Years of neglect and lack of proper preventative maintenance dictate that many of our roads must be entirely rebuilt. This fundamental lack of long-term vision has created our current plight, with no easy solution.
The City is hampered by the fact that it has a long-term structural budget deficit that is presently masked by depleting existing reserves. In addition, the City’s own projections show a 28% decline in sales tax-related income directly attributable to COVID-19. Budgetary issues are just beginning.
The next and perhaps only major road improvement we will see in San Juan Capistrano is the widening of Ortega Highway. This is a certainty for no other reason than the fact that this is a County project, as opposed to a City initiative.
Following the success of Meredith Canyon, I propose in the near term to work cooperatively with County officials to pursue funding and advocate for the expedited widening of Ortega Highway.
Howard Hart: If you believe that the quality of San Juan Capistrano’s roads could be improved, you aren’t alone. This past December, City Manager Ben Siegel stated that our city’s roads are in “fair” condition, based on a Pavement Condition Index score of 72.7. In other words, our pavement earned a C- grade. It is unacceptable to have C- roads in our A+ town!
Road conditions affect everything from car maintenance to how visitors view our city. What’s the use of improving Verdugo Street and revitalizing downtown if visitors have to travel over decrepit streets to get there?
We can do better, and we will do better. An overnight long-term fix does not exist. However, as we emerge from the pandemic, we have an opportunity to examine how we prioritize our General Fund expenditures. Improving our roads needs to be brought to the very top of that list.

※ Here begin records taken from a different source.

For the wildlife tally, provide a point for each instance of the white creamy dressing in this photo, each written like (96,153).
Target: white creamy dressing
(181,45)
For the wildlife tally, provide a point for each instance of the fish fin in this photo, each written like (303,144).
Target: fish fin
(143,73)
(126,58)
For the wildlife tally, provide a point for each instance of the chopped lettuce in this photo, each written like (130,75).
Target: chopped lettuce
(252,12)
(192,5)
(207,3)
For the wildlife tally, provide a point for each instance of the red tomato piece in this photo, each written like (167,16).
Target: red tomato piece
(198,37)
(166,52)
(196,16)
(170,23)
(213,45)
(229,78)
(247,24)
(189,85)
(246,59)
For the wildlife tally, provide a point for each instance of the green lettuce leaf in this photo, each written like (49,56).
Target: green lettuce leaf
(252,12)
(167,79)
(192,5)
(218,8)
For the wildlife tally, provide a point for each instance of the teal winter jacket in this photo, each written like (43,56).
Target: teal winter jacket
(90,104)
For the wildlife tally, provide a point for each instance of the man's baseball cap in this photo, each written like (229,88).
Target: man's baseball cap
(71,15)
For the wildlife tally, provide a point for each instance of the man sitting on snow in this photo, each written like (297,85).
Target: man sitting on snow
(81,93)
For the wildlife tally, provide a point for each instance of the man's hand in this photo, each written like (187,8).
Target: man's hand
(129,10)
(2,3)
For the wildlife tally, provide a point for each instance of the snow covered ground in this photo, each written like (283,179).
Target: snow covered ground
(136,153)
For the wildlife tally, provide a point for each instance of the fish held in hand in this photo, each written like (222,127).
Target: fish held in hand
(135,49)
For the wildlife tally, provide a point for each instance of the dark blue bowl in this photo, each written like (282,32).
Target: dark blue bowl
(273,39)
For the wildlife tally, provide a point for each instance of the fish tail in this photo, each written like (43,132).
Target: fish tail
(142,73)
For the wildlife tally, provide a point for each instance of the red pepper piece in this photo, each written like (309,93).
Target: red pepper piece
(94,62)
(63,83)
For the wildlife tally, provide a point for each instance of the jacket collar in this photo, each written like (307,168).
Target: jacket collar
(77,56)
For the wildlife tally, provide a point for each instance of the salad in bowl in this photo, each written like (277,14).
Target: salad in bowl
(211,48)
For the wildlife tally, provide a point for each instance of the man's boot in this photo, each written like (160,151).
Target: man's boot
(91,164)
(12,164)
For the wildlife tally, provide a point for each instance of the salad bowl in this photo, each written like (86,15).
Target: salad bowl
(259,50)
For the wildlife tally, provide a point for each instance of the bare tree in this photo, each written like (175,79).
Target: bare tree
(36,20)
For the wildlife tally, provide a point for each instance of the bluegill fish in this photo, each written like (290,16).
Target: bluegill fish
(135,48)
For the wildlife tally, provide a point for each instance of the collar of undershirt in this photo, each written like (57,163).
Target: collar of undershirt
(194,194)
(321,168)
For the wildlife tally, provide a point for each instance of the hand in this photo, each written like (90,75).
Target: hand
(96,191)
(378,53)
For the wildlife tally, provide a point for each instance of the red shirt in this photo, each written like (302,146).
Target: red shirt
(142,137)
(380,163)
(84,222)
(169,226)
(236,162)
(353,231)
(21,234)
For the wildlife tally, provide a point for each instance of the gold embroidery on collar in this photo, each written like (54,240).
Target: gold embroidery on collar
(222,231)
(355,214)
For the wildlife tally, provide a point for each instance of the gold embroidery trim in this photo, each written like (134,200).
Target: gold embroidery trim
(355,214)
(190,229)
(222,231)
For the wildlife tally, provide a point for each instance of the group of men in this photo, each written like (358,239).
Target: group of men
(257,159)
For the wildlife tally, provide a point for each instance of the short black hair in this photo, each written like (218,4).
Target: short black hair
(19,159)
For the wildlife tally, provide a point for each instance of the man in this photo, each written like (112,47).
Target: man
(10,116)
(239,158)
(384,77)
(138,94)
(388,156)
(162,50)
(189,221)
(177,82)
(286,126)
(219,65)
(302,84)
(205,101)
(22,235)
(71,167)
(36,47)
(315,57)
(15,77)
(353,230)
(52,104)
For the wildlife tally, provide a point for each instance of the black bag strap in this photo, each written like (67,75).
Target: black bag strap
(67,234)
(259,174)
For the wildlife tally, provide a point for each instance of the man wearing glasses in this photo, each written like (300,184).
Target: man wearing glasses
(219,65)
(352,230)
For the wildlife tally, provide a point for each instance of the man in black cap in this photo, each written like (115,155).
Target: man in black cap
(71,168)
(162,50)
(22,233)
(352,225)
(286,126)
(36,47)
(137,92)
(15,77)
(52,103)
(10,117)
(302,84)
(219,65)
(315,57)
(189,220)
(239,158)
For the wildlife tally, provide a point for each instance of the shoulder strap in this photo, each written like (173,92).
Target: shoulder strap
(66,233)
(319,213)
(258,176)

However, the long-term solution is to increase the size of the General Fund. That means we need to continue aggressively pursuing revenue-generating retail businesses. I point to the construction of Ganahl Lumber as an example, for which I advocated, reviewed, and approved as a Planning Commissioner. It is anticipated that once Ganahl Lumber opens, they will generate nearly another half-million dollars in sales-tax revenue for the city. Only by bringing similar revenue-generating businesses to town will San Juan Capistrano residents get the roads we deserve!